I've just been battling with the very same problem. I tried emptying
out the <ul> element too, but found the duplicated divs with the side
effect that sub branches would not open even though valid data had
been retrieved using the async extension (and the data was sitting in
the tree but hidden).

I decided to take it one step further and I completely removed the
<ul> element during the refresh then re-added it in the same location
with the same starting markup as when the page originally loaded.
This cleared the problem for me. The treeview now properly reloads.

Hope that helps.
J.

On May 1, 6:59 pm, rolfsf <[EMAIL PROTECTED]> wrote:
> Our tree will potentially change within the time that someone is using
> it.
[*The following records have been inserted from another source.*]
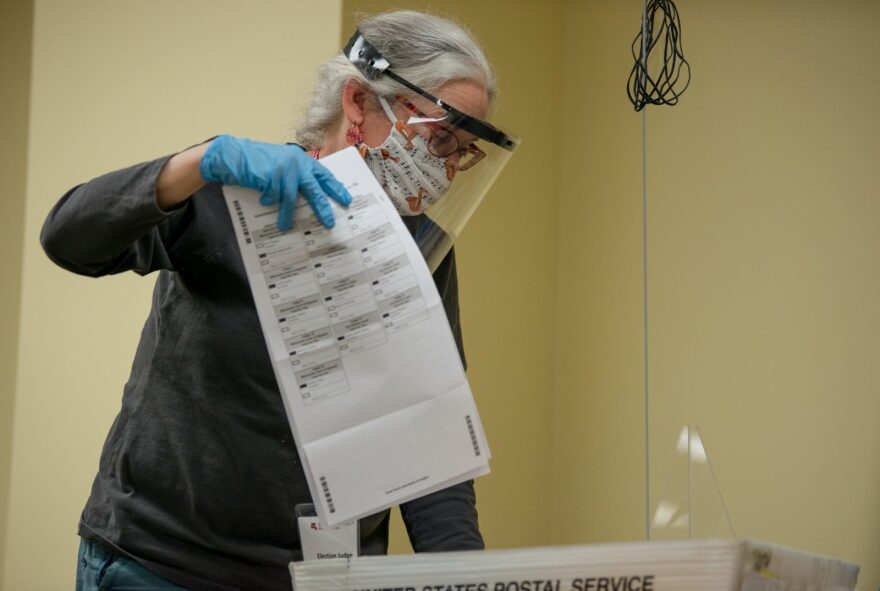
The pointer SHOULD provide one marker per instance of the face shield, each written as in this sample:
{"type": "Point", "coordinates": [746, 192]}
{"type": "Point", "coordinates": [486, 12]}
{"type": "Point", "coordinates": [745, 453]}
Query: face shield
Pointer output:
{"type": "Point", "coordinates": [470, 154]}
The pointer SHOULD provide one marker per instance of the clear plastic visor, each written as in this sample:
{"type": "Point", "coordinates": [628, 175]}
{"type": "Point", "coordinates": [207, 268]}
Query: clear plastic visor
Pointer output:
{"type": "Point", "coordinates": [472, 164]}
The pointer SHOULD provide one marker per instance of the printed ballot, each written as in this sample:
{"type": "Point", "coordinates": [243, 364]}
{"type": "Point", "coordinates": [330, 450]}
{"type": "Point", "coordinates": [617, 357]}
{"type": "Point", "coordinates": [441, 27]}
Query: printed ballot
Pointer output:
{"type": "Point", "coordinates": [368, 369]}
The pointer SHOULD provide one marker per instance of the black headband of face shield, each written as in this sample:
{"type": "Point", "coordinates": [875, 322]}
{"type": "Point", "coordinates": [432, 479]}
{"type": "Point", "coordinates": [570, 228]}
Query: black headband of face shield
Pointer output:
{"type": "Point", "coordinates": [373, 65]}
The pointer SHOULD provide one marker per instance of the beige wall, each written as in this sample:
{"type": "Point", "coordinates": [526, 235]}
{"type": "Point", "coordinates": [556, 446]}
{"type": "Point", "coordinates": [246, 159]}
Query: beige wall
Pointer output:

In fact, the user will be creating and saving new nodes; Other
> users will be creating and saving new nodes. Both users need to be
> able to refresh the tree to see nodes added by themselves and others.
>
> Theasynctree starts as an empty <ul></ul>. We want to return to that
> initial state when we click a refresh button. A completely clean
> slate, then reload with the fresh data as if we had just opened it for
> the first time.
>
> On May 1, 10:40 am, ripple <[EMAIL PROTECTED]> wrote:
>
> >   I'm not sure why you write about removing the contents in a <ul></ul>? At 
> > what point would that beneficial? Your working with the ajax tree, but how 
> > much ajax interaction are using? Only at onload time?